Insights from Council Leader Gerald Hane, Ph.D, Research Fellow, Health and Global Policy Institute
The COVID-19 pandemic has driven a dramatic rise in individuals experiencing mental health challenges globally. This rise has led to the growing awareness that many of us are vulnerable, and this awareness creates an opportunity for a turning point in our embrace of mental wellness.
In the United States and Japan, as early as the spring of 2020, over half of the individuals in both countries reported signs of psychological distress. In Japan, by July 2020, the impact was particularly strong among younger adults, with almost a third of individuals in their twenties and a quarter of those in their thirties experiencing depression. In the U.S., those expressing depression or anxiety disorder rose from about 10 percent of the adult population to over 30 percent by the middle of 2021. Over 60 percent of Americans polled reported experiencing physical problems as well as mental.
Heightened awareness of mental wellness for ourselves, our families, and our communities provides an opportunity for a transformative shift in societal thinking. Prior to COVID-19, the U.S. already reported the highest level of mental disorders among developed countries, yet almost half the population in one survey viewed seeing a therapist as a sign of weakness. In Japan, it is estimated that two-thirds of people with mental health challenges never seek therapy, and the perception of value attributed to mental health therapy was the lowest among OECD countries. Yet in both countries over 80 to 90 percent of citizens cite mental wellness to be important.
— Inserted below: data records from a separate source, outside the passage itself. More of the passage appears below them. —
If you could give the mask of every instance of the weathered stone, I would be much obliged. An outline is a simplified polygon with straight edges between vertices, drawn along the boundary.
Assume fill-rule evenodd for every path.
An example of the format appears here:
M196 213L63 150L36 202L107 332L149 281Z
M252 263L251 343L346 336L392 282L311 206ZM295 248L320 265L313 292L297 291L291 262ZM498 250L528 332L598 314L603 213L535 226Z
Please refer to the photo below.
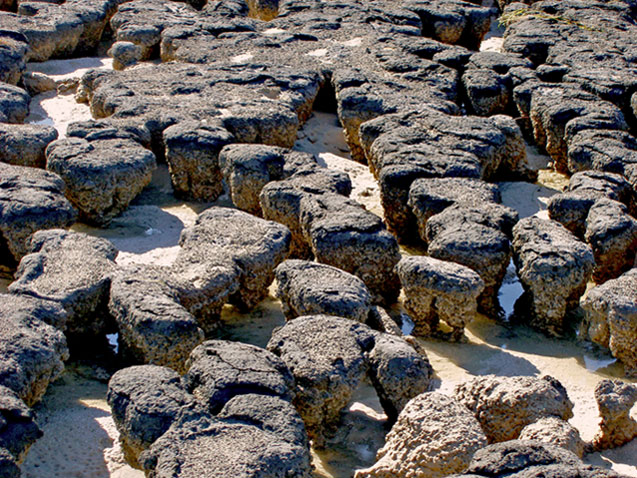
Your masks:
M140 453L170 428L181 409L194 402L177 372L156 365L116 372L108 383L106 399L126 460L137 468Z
M69 358L64 334L49 325L64 324L65 312L31 297L1 294L0 299L0 385L32 406Z
M387 434L371 468L355 478L427 476L438 478L466 469L487 438L471 412L438 392L411 400Z
M204 340L197 320L181 305L170 269L130 266L113 276L108 309L117 322L127 361L186 371L190 352Z
M583 330L593 342L610 349L624 363L628 376L637 374L637 268L591 289L582 298Z
M26 69L25 57L29 50L27 43L26 37L19 32L0 32L0 82L10 85L20 82Z
M0 418L0 447L21 463L31 445L42 436L35 413L13 390L0 385Z
M127 41L117 41L108 50L108 56L113 58L113 69L123 70L136 65L142 59L142 48Z
M595 282L615 279L635 264L637 220L622 203L597 200L586 218L585 238L595 257Z
M64 197L64 182L48 171L0 163L0 257L18 263L35 231L68 227L77 212Z
M22 84L31 96L57 89L55 80L44 73L25 72L22 75Z
M566 389L548 375L488 375L456 386L454 393L473 412L490 443L514 440L525 426L540 418L573 417L573 404Z
M29 114L31 97L22 88L0 83L0 123L22 123Z
M637 437L637 421L630 410L637 402L637 387L621 380L601 380L595 387L595 400L602 417L593 439L597 450L615 448Z
M525 426L520 432L519 439L561 446L580 458L584 454L584 442L577 428L557 417L540 418L537 422Z
M128 131L95 123L51 144L47 169L62 177L66 196L84 221L108 225L150 183L156 162ZM90 134L93 125L97 135Z
M405 308L415 328L413 335L436 335L443 321L452 340L464 337L464 328L477 315L477 297L484 290L480 276L468 267L426 256L403 257L396 266L405 292Z
M68 313L67 334L96 337L113 328L108 295L117 253L106 239L83 233L36 232L9 291L59 302Z
M555 221L528 217L513 228L513 260L530 323L550 334L563 333L564 317L577 307L593 272L591 248Z
M208 340L192 351L186 390L213 415L237 395L256 393L291 400L294 378L284 361L254 345Z
M0 123L0 161L44 168L44 150L57 137L58 132L53 126Z
M276 295L288 320L325 314L365 323L371 296L358 277L316 262L287 260L275 270Z
M20 478L22 472L16 463L15 457L9 453L9 450L0 448L0 477L2 478Z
This year, leaders in both the U.S. and Japan have taken steps to increase support for mental health. In the U.S., President Biden proclaimed May 2021 as National Mental Health Awareness Month and has proposed $4.5 billion in funding to enhance mental health programs in communities and schools. In Japan, Prime Minister Suga created the position of Minister for Promoting Dynamic Engagement of All Citizens, referred to in the press as the “Minister of Loneliness,” and the Ministry of Economy, Trade and Industry has launched an initiative to promote the mental health industry.
USJC can play a vital role as a bridge on this issue between the U.S. and Japan, facilitating greater awareness to address mental wellness without social stigma, connecting pioneers in new science-based and wholistic therapies, and empowering all with a greater appreciation of wellness in our neurodiversity.